Sugar: A Leading Promoter of Cancer & Heart Disease
More than 1.6 million new cancer cases are expected to be diagnosed in the United States of America this year – and over half a million are expected to die from the disease. Another 600,000 Americans die every single year due to heart disease – it being the number one cause of death among both males and females.
Regardless of the incredible technological advances over the past century, Western medicine still has no idea of how to stop the progression of these two diseases in their tracks.
It’s becoming more and more clear that many of the conventional strategies claiming to properly and effectively treat and prevent cancer and heart disease hold many flawed assumptions that do more harm than they do good.
The sad thing is that these conventional strategies actually fail to address the core of the problem: that a diet high in sugar and processed foods is the culprit.
For many years, saturated fats have been where physicians and nutrition experts were placing the blame. They thought that eating foods high in saturated fat would lead to clogged arteries, which would then lead to the inevitable heart problems. Now, more and more folks are beginning to realize that saturated fats are healthy, and necessary for optimal brain function.
What they have realized is that a diet high in sugar, and fructose in particular, is what leads to serious health problems – heart disease, cancer, and many others. Equipped with this pivotal information puts you in the driver’s seat when it comes to the prevention of these pernicious diseases.
So How Much Sugar Is in Your Diet?
So high sugar consumption deleteriously affects one’s health. But hold on a second, cutting out sugars is not the be all end all. Many food ingredients out there do even more damage than sugar, and the bad thing is that there are a few that are in over half of the boxed foods that you find in the grocery store. They all have funky, difficult to pronounce names. The word sugar isn’t appended to them to warn you of how unhealthy they are. Rather, it seems as though there is an attempt to obscure the truth from the general public, so that they do not know what they are eating. If they did, they would be able to make wiser, healthier choices and thus boycott the companies that pump out foods with harmful ingredients.

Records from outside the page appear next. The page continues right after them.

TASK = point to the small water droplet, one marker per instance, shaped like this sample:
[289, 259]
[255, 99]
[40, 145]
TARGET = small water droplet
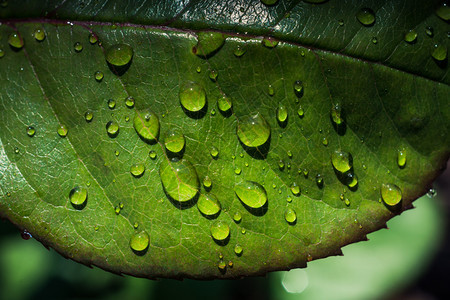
[15, 41]
[391, 194]
[78, 196]
[366, 16]
[220, 231]
[179, 179]
[208, 205]
[112, 128]
[146, 125]
[253, 131]
[137, 170]
[31, 131]
[192, 96]
[62, 130]
[290, 216]
[140, 241]
[295, 189]
[39, 34]
[251, 194]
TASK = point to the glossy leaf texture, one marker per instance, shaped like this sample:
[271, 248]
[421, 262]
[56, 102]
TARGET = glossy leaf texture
[217, 139]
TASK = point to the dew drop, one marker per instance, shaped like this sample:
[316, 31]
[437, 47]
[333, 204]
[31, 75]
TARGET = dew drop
[78, 196]
[174, 141]
[137, 170]
[401, 158]
[366, 16]
[342, 161]
[15, 41]
[139, 242]
[62, 130]
[39, 34]
[251, 194]
[391, 194]
[220, 231]
[179, 179]
[290, 216]
[192, 96]
[208, 205]
[253, 131]
[31, 131]
[146, 125]
[112, 128]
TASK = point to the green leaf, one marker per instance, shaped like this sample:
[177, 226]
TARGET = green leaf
[84, 134]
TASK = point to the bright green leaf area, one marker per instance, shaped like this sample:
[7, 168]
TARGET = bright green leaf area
[393, 97]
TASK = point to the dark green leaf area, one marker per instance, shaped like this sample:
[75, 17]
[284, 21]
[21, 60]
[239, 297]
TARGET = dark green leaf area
[312, 210]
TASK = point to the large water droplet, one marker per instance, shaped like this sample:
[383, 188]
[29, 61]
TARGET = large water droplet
[146, 124]
[15, 41]
[192, 96]
[174, 141]
[253, 131]
[139, 242]
[391, 194]
[208, 205]
[220, 231]
[78, 196]
[342, 161]
[251, 194]
[366, 16]
[179, 179]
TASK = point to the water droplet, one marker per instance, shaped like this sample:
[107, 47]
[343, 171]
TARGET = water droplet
[366, 16]
[282, 114]
[207, 182]
[174, 141]
[112, 128]
[88, 116]
[179, 179]
[137, 170]
[300, 112]
[214, 152]
[253, 131]
[78, 196]
[208, 43]
[139, 242]
[237, 217]
[62, 130]
[342, 161]
[146, 125]
[269, 42]
[119, 55]
[15, 41]
[443, 11]
[208, 205]
[439, 52]
[220, 231]
[31, 131]
[239, 51]
[238, 250]
[401, 158]
[251, 194]
[290, 216]
[129, 102]
[295, 189]
[98, 76]
[391, 194]
[224, 104]
[39, 34]
[192, 96]
[411, 36]
[213, 75]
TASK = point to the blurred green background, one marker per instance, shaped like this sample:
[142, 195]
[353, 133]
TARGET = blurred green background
[411, 260]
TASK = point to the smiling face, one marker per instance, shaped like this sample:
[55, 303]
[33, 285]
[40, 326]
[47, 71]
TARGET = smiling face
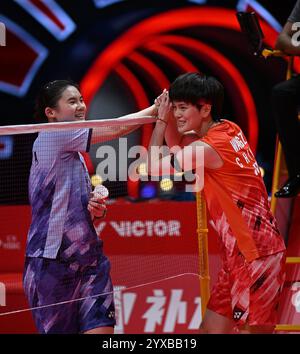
[190, 117]
[70, 107]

Hidden sugar, in the form of high fructose corn syrup is in just about every single processed food imaginable. You can even find it in stuff that you would generally consider to be the healthiest foods of all – like yogurt and certain juices. They are in just about every soda you can think of, and now, they are beginning to appear in just about every other bread or sauce that you buy from the store. The majority of the grains have this noxious corn syrup. Grain-based staples, like pancakes, muffins and cereals, have a bunch of sugar in them already (they quickly turn to sugar in your body). Now, adding high fructose corn syrup into the mix is just adding fuel to the fire.
Studies indicate that if you limit your sugar, you dramatically decrease your chances of developing cancer – and that includes breast and colon cancers. Those who want to optimize their health need to think long and hard before they make their next trip to the grocery store. Chances are, they are consuming far too much of both sugar and high fructose corn syrup.
Fructose Increases Cancer Risk
As we mentioned earlier, high fructose corn syrup is in just about every single soda out there. Many companies have attempted to conceal this fact by using a different name for the ingredient instead. Regardless, the body’s reaction to the exposure of such unhealthy stuff is going to be the same. DNA damage, altered cellular metabolism and inflammation are all symptoms that develop as a result of drinking too much soda.
Tumor cells thrive in glucose. This, by itself, confirms the old adage that sugar feeds cancer. Cells have the capacity to use fructose for cell division. A rapid and unmitigated growth of cells is what causes cancer. The tumors you see are a bunch of cells that have reproduced at a rate much faster than normal.
This by no means suggests that one ought to totally avoid fruits just because they are high in sugar as well. The benefits of fruit definitely outweigh any concerns regarding fructose. It is recommended not to juice fruits and to eat them whole. Fruits today are a great deal sweeter than they were in the past, and for that, should be consumed in moderation. The greatest problem, though, is the high fructose corn syrup that is in practically each and every one of the processed foods and drinks you see.
Don’t Forget the Exercise
Exercise actually does more than merely help you look thin and good. Controlling your blood-glucose and insulin levels can be an incredibly effective way of recovering from cancer. Exercise is a fantastic way of doing this. Of course, this is not the be all end all by any stretch of the imagination. But exercise is a big factor, if not in recovering from cancer, at the very least, preventing cancer. Folks who spend a great deal of time getting their heart rate up and running do seem to develop cancer much less than the inert who remain listless on a regular basis.
In short, maintaining a healthy weight and exercising on the regular creates an incredibly healthy feedback loop that makes certain that insulin and leptin levels are at an optimal level. Insulin and leptin resistance – mostly driven by not exercising and by eating a lot of refined sugars – are the underlying factors that result in pretty much the majority of chronic diseases.